N'aura-ce été qu'une embellie estivale, ou plutôt le début de l'éclaircie attendue depuis maintenant deux ans ? Trop tôt pour le dire, mais l'estimation préliminaire de la croissance américaine représente un grand soulagement des deux côtés de la frontière.

À 2,9 % en rythme annualisé (ou 0,7 %), la première des trois estimations du Bureau of Economic Analysis (BEA) est nettement plus élevée que le pronostic consensuel des prévisionnistes, qui jugeaient déjà encourageante la perspective d'une accélération à 2,5 %.

Cette performance trimestrielle signifie que le rythme d'expansion de l'économie américaine entre l'été 2015 et celui de 2016 atteint 1,5 %, contre 1,3 % entre les deuxièmes trimestres de 2015 et 2016. C'est la première fois depuis le printemps 2015 qu'on observe une légère accélération de la croissance annuelle. Ce rythme était de 3,3 % au premier trimestre de 2015. Cette décélération inquiétante a motivé les hésitations au sein de la Réserve fédérale américaine.

Les données publiées hier préparent évidemment la voie à une première hausse du taux directeur cette année. Selon toute vraisemblance, elle ne sera pas annoncée mercredi, à sept jours seulement de l'élection présidentielle.

La mi-décembre devient en revanche une date hautement probable. Le Comité de politique monétaire aura alors eu une autre estimation du BEA, moment où les résultats des élections américaines, qui mettent en jeu aussi la composition des deux Chambres du Congrès, auront été digérés.

Quand on fouille dans les données du troisième trimestre, on trouve des éléments qui suggèrent qu'un tel rythme ne sera pas maintenu au cours du trimestre en cours.

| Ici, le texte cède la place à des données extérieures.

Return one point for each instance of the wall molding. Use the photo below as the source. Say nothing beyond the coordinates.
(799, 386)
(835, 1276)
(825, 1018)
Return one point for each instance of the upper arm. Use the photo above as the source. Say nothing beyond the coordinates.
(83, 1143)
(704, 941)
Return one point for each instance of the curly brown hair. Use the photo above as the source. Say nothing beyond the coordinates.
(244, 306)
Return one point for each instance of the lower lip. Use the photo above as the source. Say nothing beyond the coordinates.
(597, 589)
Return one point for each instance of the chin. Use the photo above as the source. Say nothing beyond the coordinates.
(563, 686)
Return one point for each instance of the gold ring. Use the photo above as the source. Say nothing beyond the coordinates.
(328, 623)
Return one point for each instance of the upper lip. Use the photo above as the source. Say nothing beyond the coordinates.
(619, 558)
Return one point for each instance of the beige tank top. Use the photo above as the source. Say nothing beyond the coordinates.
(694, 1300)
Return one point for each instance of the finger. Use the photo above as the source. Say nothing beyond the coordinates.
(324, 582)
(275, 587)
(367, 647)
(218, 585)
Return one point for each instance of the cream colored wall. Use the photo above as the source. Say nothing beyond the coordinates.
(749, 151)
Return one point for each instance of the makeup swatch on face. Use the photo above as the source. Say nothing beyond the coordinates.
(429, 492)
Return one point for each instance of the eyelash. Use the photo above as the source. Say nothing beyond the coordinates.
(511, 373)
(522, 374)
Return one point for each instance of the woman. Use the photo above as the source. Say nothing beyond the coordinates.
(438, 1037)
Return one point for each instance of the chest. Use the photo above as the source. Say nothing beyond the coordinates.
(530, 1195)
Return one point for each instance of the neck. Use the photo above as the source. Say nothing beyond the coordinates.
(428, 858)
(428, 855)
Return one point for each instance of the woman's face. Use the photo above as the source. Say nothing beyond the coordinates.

Ainsi, à eux seuls, le restockage des entreprises contribue à 0,6 point de pourcentage et le commerce extérieur à 0,8 point.

Pour soutenir un tel rythme, il faudrait une augmentation de la consommation des ménages et une stabilité du dollar américain. Si la première hypothèse est plausible, la seconde est beaucoup moins probable avec la perspective du resserrement monétaire.

Une autre ombre au tableau est le quatrième recul d'affilée d'achats d'équipements par les entreprises. En revanche, elles ont accru leurs dépenses en propriété intellectuelle et en structures.

Pour le Canada, ce sont de bonnes nouvelles, dans l'ensemble. L'accélération de l'activité économique américaine va soutenir la lente remontée des exportations canadiennes observée en juillet et août.

On devrait d'ailleurs apprendre mardi que la production canadienne a continué d'augmenter après les fortes hausses de 0,5 % en juillet et de 0,6 % en juin.

Il paraît de plus en plus clair que la croissance annualisée du Canada aura plus que rattrapé le recul printanier de 1,6 %, causé surtout par les incendies de forêt dans la région des sables bitumineux albertains, mais aussi par une activité économique anémique hors ressources.

Selon l'Indice de momentum économique provincial (MÉP) mis au point par la Banque Nationale, huit des dix provinces canadiennes étaient en expansion en septembre. Les exceptions sont Terre-Neuve-et-Labrador et le Manitoba, dont le poids respectif correspond à 1,7 et 3,2 % de l'économie canadienne seulement.

Fait notable, l'économie albertaine (poids de 19 %) se serait enfin stabilisée.

L'effet de rattrapage après les incendies albertains étant complété, le rythme de croissance de l'automne va ralentir, peut-être davantage qu'aux États-Unis, où l'activité économique semble avoir plus de tonus.

Voilà pourquoi le ministre des Finances Bill Morneau annoncera sans doute mardi quelques initiatives visant à accélérer les investissements fédéraux dans les infrastructures.

Cette voie est fortement encouragée par des organismes internationaux tels le Fonds monétaire international et l'Organisation de coopération et de développement économiques pour des pays comme le Canada. Son niveau d'endettement est relativement peu élevé et ses coûts d'emprunts sont parmi les plus avantageux.

Hier, le ministère des Finances a indiqué que, d'avril à août, le déficit budgétaire atteignait 5,4 milliards. Pour la même période l'an dernier, on avait enregistré un excédent de 2,8 milliards. C'était toutefois avant la baisse d'impôt et la nouvelle prestation pour enfants.